Wir feiern zu viele immergleiche Gottesdienste
Foto: privat

Über 70 evangelische Gottesdienste finden in Stuttgart ausweislich der Website der dortigen Evangelischen Kirche am kommenden Sonntag statt. Nicht mitgezählt sind dabei die Gottesdienste, die am Samstagabend oder zu einem anderen Termin an diesem Wochenende gefeiert werden. Immerhin noch 30 evangelische Gottesdienste findet die Website berlin-evangelisch.de für mich. Auch hier habe ich die Suche auf den kommenden Sonntag eingegrenzt.

Im ziemlich heidnischen Magdeburg komme ich auf 19 evangelische Gottesdienste an diesem Wochenende, darunter eine Konfirmation am Samstag und der Ökumenische Landeserntedankgottesdienst auf der Seebühne im Elbauenpark. Auch unter den Sonntagsgottesdiensten in Stuttgart und Berlin werden sicher einige „besondere Gottesdienste“ sein. Gut möglich!

Eine qualitative Untersuchung führte an dieser Stelle zu weit. Außerdem bieten die Websites der Kirchen, auch in anderen Städten, nicht gerade beste Möglichkeiten, die Angebote auf einen Blick zu erfassen. Sehr wahrscheinlich bilden die Websites auf Kirchenkreis- oder Stadtebene das Angebot noch nicht einmal vollständig ab.

Riesiges, gleichförmiges Angebot

Der Präses der Evangelischen Kirche im Rheinland, Thorsten Latzel, hat seiner Landeskirche nahegelegt, am Thema Vielfalt der kirchlichen Angebote zu arbeiten. Und er weist den Kirchenkreisen dabei eine „Schlüsselfunktion“ zu, „um ein Konzert verschiedener abgestimmter Angebote vorzuhalten, damit wir unterschiedliche Menschen aus unterschiedlichen Milieus erreichen können“. Dass es sich dabei um Zukunftsmusik handelt, versteht man mit einem Blick auf die Websites der (städtischen) Kirchenkreise in den evangelischen Landeskirchen.

Das Angebot ist riesig, zum Teil auch diversifiziert, aber es ist vor allem unübersichtlich, gleichförmig, wenig unterscheidbar.
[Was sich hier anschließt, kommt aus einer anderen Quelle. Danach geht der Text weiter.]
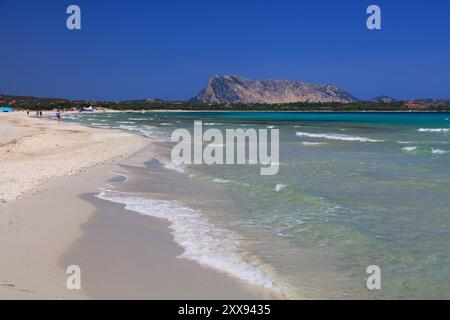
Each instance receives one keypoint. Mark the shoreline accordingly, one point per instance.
(61, 223)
Evangelische Großstädter:innen können jeden Sonntag zwischen drei oder vier im Grunde gleichen evangelischen Gottesdiensten in fußläufiger Entfernung wählen. Selbst auf dem Land hält sich die Unsitte, Pfarr:innen und Liturg:innen von einem Kaff zum nächsten juchteln zu lassen, anstatt sich zum Gottesdienst in den Nachbarort zu bequemen.

Das können wir uns nicht mehr leisten! Wir verschleißen das ehren- und hauptamtliche Personal, nur damit kleine und kleinste Gottesdienstgemeinden ja unter dem eigenen Kirchturm feiern können. Und Spaß macht es auch nicht, wenn man nur zu fünft oder sechst herumkrakelt.

Immer eine Kerze

Doch mein Hauptproblem ist nicht der pure Überfluss, wenngleich die Evangelische Kirche sich die positiven Effekte einer künstlichen, d.h. absichtsvollen Verknappung durchaus anschauen dürfte. Stichwort: Gegenseitige Kannibalisierung. Mir geht es darum, dass sich die Angebote gleichen wie ein Ei dem anderen. Das schlägt sich auch digital nieder: Die Kirche im Netz stellt häufig nur dar, was sie analog schon ist. Haben Sie sich auch schon mal gewundert, warum eigentlich in einer Andacht immer eine Kerze entzündet wird? Warum die Pfarrpersonen und Lektor:innen immer gleich zu sprechen scheinen?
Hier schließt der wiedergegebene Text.